Carlsbad Caverns Bats

Carlsbad Caverns National Park has a population of hundreds of thousands of Brazilian free-tail bats that exit the cave through the natural entrance at civil twilight from mid-April to mid-October. The outflight can last several hours.

The park allows visitors to sit in the outdoor amphitheatre at the natural entrance to watch the bats exit the cave. The Natural Entrance is about a five minute walk from the visitor center. Seating is first-come, first-served and you do not need reservations.

What time do the bats come out of Carlsbad Caverns?

The bats typically leave at 28 minutes past sunset, known as civil twilight. Depending on a number of factors. The bats typically return to the cave entrance between 4 and 6 AM, with the peak number of bats entering at dawn.

How many bats fly out of Carlsbad Caverns?

In the summer, between 200,000 and 500,000 bats leave the cave each evening. During migration, the bat population can reach over one million bats. Migration usually occurs in mid-to-late April. August and September are usually good times to see lots of bats because there are both the babies from the year as well as migrating bats from further north.

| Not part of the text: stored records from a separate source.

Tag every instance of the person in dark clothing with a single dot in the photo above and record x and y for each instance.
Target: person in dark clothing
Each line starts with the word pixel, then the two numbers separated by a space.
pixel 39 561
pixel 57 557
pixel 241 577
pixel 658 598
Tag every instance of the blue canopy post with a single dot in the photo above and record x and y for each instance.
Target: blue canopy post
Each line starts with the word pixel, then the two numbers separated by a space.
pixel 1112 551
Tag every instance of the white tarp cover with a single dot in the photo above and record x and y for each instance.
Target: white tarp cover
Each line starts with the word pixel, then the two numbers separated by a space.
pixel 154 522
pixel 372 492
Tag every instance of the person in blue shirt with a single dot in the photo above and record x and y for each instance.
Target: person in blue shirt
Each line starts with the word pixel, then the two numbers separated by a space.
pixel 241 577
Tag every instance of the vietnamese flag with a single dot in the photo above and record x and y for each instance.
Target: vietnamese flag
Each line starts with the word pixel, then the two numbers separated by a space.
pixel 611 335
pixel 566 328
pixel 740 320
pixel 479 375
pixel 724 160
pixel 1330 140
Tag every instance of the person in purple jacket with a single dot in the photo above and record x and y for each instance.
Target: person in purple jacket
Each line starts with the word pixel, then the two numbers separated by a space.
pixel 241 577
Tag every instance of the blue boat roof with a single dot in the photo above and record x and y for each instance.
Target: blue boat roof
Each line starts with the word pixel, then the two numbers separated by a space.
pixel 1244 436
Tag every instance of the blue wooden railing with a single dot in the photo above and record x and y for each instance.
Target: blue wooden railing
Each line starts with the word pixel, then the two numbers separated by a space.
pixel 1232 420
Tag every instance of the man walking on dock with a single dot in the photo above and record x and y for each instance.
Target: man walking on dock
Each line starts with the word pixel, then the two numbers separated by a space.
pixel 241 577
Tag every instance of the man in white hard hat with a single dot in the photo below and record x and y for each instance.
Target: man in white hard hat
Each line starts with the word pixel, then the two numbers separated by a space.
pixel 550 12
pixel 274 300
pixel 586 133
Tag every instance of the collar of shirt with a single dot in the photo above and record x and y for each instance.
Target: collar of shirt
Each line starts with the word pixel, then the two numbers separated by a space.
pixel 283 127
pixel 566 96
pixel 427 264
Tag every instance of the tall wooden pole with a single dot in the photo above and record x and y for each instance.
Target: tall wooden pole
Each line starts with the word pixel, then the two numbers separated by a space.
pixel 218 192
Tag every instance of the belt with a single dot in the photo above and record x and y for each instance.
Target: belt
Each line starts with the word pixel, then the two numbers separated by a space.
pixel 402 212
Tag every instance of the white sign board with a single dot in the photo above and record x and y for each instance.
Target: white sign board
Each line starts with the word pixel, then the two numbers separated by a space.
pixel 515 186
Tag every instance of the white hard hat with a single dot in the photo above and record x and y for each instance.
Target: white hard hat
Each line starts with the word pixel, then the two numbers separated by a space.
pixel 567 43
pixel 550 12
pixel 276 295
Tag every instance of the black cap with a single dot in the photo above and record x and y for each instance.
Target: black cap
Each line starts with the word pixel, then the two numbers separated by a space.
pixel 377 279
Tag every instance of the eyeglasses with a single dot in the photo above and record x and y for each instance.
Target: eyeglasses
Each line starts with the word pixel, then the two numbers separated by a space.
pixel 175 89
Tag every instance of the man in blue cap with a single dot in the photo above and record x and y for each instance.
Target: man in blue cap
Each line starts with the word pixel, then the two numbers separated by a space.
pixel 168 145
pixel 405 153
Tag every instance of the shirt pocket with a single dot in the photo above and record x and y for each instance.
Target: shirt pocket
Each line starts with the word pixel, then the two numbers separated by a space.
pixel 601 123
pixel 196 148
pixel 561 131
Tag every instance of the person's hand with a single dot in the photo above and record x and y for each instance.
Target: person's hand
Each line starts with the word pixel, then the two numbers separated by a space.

What type of bats is Carlsbad Caverns known for?

Carlsbad Caverns is known for its bats. There are 17 bat species in the park.

The large colony of Brazilian free-tailed bats is the best known. They are a medium sized bat native to the Americas which is considered one of the most abundant mammals in North America. They roost in huge numbers in only a few locations in the world. They weigh about 1/2 oz. each and have a wingspan of approximately 11 inches. The free-tailed bats are insectivores that hunt using echolocation. They typically eat moths and beetles.

There are two other bat species regularly found in Carlsbad Cavern. Cave myotis and fringed myotis bats usually roost elsewhere in the cavern and fly 1.5 miles to exit via the Natural Entrance.

Not all of the bats in the park roost in the caves. Two types of bats in the park roost in trees (eastern red bats and hoary bats). The canyon bats roost on rock cliffs and in cracks.

Has White Nose Syndrome spread to Carlsbad Caverns?

White nose syndrom has impacted bat populations across the country but has not yet spread to New Mexico. It has been found in 33 states including neighboring states such as Oklahoma and Texas, however. It has had a devastating impact on bat populations and the National Park Service as well as other federal agencies have been implementing measures to attempt to limit the spread.